Public Class MessageFilter
    Implements IOleMessageFilter

    Public Shared Sub Register()
        Dim newFilter As IOleMessageFilter = New MessageFilter()
        Dim oldFilter As IOleMessageFilter = Nothing
        CoRegisterMessageFilter(newFilter, oldFilter)
    End Sub

    Public Shared Sub Revoke()
        Dim oldFilter As IOleMessageFilter = Nothing
        CoRegisterMessageFilter(Nothing, oldFilter)
    End Sub
    Public Function HandleInComingCall(ByVal dwCallType As Integer, ByVal hTaskCaller As System.IntPtr, ByVal dwTickCount As Integer, ByVal lpInterfaceInfo As System.IntPtr) As Integer Implements IOleMessageFilter.HandleInComingCall
        Return 0
    End Function

    Public Function MessagePending(ByVal hTaskCallee As System.IntPtr, ByVal dwTickCount As Integer, ByVal dwPendingType As Integer) As Integer Implements IOleMessageFilter.MessagePending
        Return 2
    End Function

    Public Function RetryRejectedCall(ByVal hTaskCallee As System.IntPtr, ByVal dwTickCount As Integer, ByVal dwRejectType As Integer) As Integer Implements IOleMessageFilter.RetryRejectedCall
        If (dwRejectType = 2) Then
            Return 99
        Else
            Return -1
        End If
    End Function

    <DllImport("Ole32.dll")>
    Private Shared Function CoRegisterMessageFilter(ByVal newFilter As IOleMessageFilter, ByRef oldFilter As IOleMessageFilter) As Integer
    End Function

End Class

<ComImport(), Guid("00000016-0000-0000-C000-000000000046"),
    InterfaceTypeAttribute(ComInterfaceType.InterfaceIsIUnknown)>
Public Interface IOleMessageFilter
    <PreserveSig()>
    Function HandleInComingCall(
                               ByVal dwCallType As Integer,
                               ByVal hTaskCaller As IntPtr,
                               ByVal dwTickCount As Integer,
                               ByVal lpInterfaceInfo As IntPtr) As Integer

    <PreserveSig()>
    Function RetryRejectedCall(
             ByVal hTaskCallee As IntPtr,
            ByVal dwTickCount As Integer,
            ByVal dwRejectType As Integer) As Integer

    <PreserveSig()>
    Function MessagePending(
            ByVal hTaskCallee As IntPtr,
            ByVal dwTickCount As Integer,
            ByVal dwPendingType As Integer) As Integer

End Interface

To use it, just drop that in your code and then wrap your automation code like this:

Private Sub Automate()

    MessageFilter.Register()

    Try

        Dim myOutApp As Outlook.Application = New Outlook.Application()
        Dim myOutNS As Outlook.NameSpace = myOutApp.Session
        Dim myOutlookFolder As Outlook.MAPIFolder

        myOutlookFolder = myOutNS.GetDefaultFolder(Outlook.OlDefaultFolders.olFolderInbox)
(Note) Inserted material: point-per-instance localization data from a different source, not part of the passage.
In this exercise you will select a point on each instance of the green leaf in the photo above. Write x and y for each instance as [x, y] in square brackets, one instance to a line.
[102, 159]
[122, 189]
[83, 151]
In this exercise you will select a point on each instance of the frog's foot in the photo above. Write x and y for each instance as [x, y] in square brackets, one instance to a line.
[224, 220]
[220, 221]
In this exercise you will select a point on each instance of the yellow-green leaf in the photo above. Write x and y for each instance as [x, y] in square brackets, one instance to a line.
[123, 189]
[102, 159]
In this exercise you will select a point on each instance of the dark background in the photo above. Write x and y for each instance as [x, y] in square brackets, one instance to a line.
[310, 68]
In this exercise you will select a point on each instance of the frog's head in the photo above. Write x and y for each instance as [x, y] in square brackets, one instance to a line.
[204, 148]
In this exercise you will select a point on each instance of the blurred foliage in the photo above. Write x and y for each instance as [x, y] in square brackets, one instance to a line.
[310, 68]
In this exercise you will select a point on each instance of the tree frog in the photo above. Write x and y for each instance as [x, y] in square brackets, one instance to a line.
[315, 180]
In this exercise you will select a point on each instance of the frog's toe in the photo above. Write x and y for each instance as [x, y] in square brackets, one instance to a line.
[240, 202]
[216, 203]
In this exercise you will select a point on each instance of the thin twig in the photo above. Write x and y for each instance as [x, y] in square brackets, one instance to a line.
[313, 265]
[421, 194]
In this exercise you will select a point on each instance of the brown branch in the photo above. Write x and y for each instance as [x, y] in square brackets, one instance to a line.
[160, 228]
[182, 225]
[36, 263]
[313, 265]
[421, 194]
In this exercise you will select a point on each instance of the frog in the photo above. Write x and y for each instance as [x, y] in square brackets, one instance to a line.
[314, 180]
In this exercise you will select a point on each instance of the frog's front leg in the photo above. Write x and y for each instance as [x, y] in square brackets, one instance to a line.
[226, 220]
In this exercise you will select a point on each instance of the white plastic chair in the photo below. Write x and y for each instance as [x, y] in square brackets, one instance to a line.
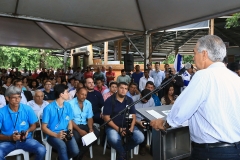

        MessageBox.Show(String.Format("{0} unread items in Inbox.", myOutlookFolder.UnReadItemCount))

        System.Runtime.InteropServices.Marshal.ReleaseComObject(myOutlookFolder)
        System.Runtime.InteropServices.Marshal.ReleaseComObject(myOutNS)
        System.Runtime.InteropServices.Marshal.ReleaseComObject(myOutApp)

    Catch ex As Exception

        'Handle Exception

    Finally

        MessageFilter.Revoke()

    End Try
End Sub

The important part to notice is the calls to MessageFilter.Register and MessageFilter.Revoke.